D’un point de vue substantiel, la liberté d’expression est atteinte dans la mesure où, en tant que journaliste, Florence Hartmann bénéficie d’une assise plus confortable pour informer librement le grand public. Avant même l’atteinte à la profession, c’est sa qualité de lanceur d’alerte qui est touchée. Si la protection des lanceurs d’alerte tend à croître ces dernières années, il manque une base normative solide pour garantir l’exercice de leur mission et leur protection.

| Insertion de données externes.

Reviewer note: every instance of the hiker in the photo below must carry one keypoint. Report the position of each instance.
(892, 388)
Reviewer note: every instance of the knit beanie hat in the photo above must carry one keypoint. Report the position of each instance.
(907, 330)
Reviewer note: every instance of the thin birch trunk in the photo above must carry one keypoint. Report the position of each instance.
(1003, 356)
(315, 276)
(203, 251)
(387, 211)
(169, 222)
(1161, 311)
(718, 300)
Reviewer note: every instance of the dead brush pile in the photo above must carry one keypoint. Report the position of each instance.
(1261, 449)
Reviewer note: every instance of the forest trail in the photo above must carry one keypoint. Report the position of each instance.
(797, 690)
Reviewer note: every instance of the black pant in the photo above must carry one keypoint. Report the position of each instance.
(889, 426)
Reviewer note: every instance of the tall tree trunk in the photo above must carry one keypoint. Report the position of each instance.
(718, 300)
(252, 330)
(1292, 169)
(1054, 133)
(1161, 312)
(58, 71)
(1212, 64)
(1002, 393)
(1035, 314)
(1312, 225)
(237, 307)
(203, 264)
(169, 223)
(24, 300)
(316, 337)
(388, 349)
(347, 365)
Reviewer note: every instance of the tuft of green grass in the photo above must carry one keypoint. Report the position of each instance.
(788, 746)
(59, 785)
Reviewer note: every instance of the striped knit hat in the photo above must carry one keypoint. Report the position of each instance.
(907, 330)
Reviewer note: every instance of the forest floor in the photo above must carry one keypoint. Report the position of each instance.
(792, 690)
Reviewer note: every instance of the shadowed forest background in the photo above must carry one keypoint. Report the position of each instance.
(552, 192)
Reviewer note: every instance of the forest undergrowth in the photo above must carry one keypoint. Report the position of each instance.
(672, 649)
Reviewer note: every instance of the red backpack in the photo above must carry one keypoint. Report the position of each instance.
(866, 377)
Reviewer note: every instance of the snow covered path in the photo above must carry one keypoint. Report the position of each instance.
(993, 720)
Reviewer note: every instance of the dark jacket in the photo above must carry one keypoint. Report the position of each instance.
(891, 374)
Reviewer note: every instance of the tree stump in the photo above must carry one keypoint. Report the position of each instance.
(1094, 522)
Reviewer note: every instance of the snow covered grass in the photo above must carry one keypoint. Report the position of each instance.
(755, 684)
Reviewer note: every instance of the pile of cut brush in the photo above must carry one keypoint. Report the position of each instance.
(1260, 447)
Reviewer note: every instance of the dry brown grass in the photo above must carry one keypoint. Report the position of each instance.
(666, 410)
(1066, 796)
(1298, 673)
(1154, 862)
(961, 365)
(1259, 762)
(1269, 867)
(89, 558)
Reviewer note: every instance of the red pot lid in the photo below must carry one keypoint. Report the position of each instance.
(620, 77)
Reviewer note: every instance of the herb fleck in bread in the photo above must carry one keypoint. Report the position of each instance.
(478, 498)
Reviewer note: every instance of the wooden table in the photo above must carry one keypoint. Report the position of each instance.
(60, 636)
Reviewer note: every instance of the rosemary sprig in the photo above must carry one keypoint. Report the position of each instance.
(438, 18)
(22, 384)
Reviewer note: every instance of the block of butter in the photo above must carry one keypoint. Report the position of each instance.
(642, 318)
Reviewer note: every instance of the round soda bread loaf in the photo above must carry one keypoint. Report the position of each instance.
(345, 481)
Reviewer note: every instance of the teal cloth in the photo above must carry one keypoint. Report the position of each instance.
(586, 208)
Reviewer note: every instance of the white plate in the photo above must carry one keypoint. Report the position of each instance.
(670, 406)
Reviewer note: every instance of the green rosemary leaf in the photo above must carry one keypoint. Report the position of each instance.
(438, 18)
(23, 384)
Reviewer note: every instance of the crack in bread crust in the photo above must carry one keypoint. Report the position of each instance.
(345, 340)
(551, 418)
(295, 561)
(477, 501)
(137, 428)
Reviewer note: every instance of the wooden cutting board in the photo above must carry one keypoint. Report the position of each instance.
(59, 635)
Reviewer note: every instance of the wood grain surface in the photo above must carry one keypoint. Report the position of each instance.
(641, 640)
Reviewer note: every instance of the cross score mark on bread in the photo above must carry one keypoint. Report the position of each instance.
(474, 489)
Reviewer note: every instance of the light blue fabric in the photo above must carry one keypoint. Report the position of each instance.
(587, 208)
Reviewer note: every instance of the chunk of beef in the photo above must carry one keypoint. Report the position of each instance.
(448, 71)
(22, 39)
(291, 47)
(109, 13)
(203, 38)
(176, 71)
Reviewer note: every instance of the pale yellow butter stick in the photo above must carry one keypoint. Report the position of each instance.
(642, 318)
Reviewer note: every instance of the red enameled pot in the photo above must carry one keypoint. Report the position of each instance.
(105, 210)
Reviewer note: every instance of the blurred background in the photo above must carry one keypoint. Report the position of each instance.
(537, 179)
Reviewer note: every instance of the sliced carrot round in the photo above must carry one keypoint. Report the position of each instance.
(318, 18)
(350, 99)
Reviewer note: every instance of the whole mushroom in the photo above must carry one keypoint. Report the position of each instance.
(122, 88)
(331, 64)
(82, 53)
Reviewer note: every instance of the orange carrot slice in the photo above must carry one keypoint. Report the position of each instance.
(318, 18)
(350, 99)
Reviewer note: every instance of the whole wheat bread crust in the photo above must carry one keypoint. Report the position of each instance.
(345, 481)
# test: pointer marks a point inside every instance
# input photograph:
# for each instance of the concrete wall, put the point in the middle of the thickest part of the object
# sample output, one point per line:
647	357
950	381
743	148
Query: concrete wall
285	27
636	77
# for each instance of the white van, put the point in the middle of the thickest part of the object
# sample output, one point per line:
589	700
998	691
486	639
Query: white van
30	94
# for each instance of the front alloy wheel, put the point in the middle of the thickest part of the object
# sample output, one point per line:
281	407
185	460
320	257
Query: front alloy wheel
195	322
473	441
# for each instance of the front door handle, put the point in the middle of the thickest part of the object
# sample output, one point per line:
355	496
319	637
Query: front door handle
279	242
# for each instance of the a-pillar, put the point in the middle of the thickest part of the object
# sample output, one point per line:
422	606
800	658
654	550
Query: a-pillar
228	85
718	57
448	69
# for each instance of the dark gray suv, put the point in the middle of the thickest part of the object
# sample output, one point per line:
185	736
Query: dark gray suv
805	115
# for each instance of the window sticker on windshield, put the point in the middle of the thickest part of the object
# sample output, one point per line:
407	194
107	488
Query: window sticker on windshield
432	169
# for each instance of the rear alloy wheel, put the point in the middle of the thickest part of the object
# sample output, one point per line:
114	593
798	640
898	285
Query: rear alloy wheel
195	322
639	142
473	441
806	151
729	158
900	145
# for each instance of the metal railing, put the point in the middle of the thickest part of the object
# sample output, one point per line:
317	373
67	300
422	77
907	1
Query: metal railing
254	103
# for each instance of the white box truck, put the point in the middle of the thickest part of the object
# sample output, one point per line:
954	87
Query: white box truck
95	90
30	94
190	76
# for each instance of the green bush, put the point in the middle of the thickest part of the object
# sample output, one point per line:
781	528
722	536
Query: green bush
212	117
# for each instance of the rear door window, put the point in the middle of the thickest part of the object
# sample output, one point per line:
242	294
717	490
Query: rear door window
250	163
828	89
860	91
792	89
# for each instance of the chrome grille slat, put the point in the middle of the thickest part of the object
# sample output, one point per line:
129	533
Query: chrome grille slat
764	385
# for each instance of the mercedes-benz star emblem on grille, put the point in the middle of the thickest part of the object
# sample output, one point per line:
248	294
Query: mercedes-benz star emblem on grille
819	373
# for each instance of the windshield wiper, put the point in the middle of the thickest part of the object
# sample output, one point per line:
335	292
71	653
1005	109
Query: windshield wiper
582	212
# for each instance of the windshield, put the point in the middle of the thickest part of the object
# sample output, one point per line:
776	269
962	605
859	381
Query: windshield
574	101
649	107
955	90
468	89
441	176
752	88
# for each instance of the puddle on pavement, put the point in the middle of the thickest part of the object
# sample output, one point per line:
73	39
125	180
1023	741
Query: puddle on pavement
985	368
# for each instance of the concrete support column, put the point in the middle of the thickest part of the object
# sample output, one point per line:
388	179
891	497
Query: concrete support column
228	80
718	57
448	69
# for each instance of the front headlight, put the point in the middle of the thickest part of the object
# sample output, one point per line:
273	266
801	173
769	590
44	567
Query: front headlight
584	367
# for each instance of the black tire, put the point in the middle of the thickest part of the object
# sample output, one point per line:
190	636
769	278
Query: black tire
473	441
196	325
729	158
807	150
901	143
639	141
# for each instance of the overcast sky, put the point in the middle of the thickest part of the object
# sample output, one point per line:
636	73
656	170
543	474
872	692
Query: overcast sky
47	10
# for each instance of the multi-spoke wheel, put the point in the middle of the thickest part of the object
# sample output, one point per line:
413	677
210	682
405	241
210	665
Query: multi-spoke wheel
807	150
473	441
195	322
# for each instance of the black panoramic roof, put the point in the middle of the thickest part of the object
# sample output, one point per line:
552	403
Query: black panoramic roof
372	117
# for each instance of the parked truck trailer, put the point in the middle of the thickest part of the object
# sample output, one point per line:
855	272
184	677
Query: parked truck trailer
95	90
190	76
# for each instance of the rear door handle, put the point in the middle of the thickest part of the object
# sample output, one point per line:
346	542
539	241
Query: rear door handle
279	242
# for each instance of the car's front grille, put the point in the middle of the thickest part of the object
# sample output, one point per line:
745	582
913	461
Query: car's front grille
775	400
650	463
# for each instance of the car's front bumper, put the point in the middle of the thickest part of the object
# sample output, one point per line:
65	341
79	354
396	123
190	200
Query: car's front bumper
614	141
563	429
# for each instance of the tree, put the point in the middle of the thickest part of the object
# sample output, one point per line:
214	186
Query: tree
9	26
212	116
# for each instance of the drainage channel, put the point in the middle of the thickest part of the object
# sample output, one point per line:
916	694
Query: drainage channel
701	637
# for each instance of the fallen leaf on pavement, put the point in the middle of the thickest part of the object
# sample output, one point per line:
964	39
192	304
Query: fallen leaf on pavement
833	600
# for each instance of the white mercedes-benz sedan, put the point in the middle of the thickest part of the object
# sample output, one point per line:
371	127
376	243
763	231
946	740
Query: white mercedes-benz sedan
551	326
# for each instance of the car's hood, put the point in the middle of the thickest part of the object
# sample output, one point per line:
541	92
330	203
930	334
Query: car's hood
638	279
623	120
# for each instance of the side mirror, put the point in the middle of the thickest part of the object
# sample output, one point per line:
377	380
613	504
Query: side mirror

D’un point de vue processuel, l’atteinte est également envisageable, tant la condamnation peut sembler arbitraire. Ce constat peut se faire tout d’abord au regard de la place de l’incrimination dans la hiérarchie des normes. L’outrage à la Cour n’apparaît que dans le règlement et non pas dans les textes internationaux mais reste, pour autant, une infraction de même rang que le crime de guerre. De plus, il est loisible pour le TPIY de modifier à sa guise ledit règlement. Puis, le doute quant à l’impartialité peut apparaître dans la mesure où, le juge en charge du procès est le propre employeur de Florence Hartmann. Il semble alors qu’au nom de la bonne administration de la justice pénale internationale, les droits fondamentaux puissent être bafoués.

Mathias NUNES

[1] HARTMANN (Florence), « Paix et Châtiment », Ed. Flammarion, 2014, p.316
[2] TPIY, 14 septembre 2009, Le procureur c/ Florence Hartmann, Jugement IT-02-54-R77.5, §§74-72
[3] CHARTIER (Christian), « Outrage à la cour devant le TPIY », in PAULIAT (Hélène)(dir.), Justice, équité, et dignité, Entretiens d’Aguesseau, 2004, Pulim, pp. 273 et ss. ; FOUCHARD (Isabelle), « L’outrage au tribunal », in ASCENCIO (Hervé) et alii. Droit international pénal, Pédone, 2012, pp. 349 et ss.